The federal government said it will penalize insurers that do not follow the law regarding distribution of birth control.
Guidance issued Thursday by the Health and Human Services, Labor and Treasury departments reinforced most private health plans are required under the Affordable Care Act to pay for birth control and family planning counseling at no cost to patients.
Agencies have received complaints from patients who are being denied access to contraceptive services or are being steered away form their doctor-recommended treatment.
The Supreme Court overturned Roe v. Wade last month, causing confusion over whether doctors could be criminally charged for providing the morning after pill in states that have banned abortion.
“Lawmakers across the country are creating dangerous situations for women and their providers,” an HHS official said on a Thursday afternoon press call. “And in some states, it appears that birth control will be targeted next.”
The Centers for Medicare and Medicaid Services will ask insurers that wrongfully deny coverage to revise their protocol, notify enrollees of the violation and rescind denied claims, the agency said. Insurers that do not comply will be fined, authorities said. They declined to say whether they started imposing penalties.
“We have heard troubling reports that plans and issuers are not following the law.

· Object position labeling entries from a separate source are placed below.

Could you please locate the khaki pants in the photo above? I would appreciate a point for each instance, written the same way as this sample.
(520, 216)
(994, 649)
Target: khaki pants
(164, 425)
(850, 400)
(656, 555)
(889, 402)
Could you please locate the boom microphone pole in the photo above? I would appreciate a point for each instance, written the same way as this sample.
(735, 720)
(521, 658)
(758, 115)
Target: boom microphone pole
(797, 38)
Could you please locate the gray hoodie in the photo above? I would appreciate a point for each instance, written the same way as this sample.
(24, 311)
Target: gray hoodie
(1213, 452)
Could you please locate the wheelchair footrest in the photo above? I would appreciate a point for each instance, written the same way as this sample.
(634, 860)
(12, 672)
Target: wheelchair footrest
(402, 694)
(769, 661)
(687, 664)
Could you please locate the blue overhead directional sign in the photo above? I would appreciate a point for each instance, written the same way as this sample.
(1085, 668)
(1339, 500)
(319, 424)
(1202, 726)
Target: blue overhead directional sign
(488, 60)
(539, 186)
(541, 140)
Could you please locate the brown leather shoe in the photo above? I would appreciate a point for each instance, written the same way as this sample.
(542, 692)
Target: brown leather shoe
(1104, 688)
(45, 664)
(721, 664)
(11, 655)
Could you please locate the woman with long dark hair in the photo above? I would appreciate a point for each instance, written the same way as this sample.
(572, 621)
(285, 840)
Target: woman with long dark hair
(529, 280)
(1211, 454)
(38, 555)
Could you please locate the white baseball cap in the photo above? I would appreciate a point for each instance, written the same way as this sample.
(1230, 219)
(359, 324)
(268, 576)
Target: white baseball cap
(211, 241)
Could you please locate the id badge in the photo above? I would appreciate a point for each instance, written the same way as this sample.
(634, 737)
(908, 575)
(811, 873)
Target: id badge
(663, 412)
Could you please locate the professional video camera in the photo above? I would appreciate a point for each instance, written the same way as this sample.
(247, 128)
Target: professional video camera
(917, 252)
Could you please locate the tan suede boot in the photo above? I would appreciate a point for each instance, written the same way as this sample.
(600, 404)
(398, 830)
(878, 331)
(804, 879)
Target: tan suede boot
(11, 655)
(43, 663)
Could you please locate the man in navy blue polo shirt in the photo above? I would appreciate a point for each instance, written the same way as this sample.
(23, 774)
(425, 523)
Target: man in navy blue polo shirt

We expect them to remove impermissible barriers and ensure individuals have access to the contraceptive coverage they need,” Labor Secretary Marty Walsh said in a news release. “If plans and issuers are not complying with the law, we will take enforcement action to ensure that participants receive this coverage.”
Insurers are required to pay for birth control pills, implanted devices, morning after pills, sterilization procedures, patient education and counseling, and any additional Food and Drug Administration-approved contraceptives, the agencies said in the guidance.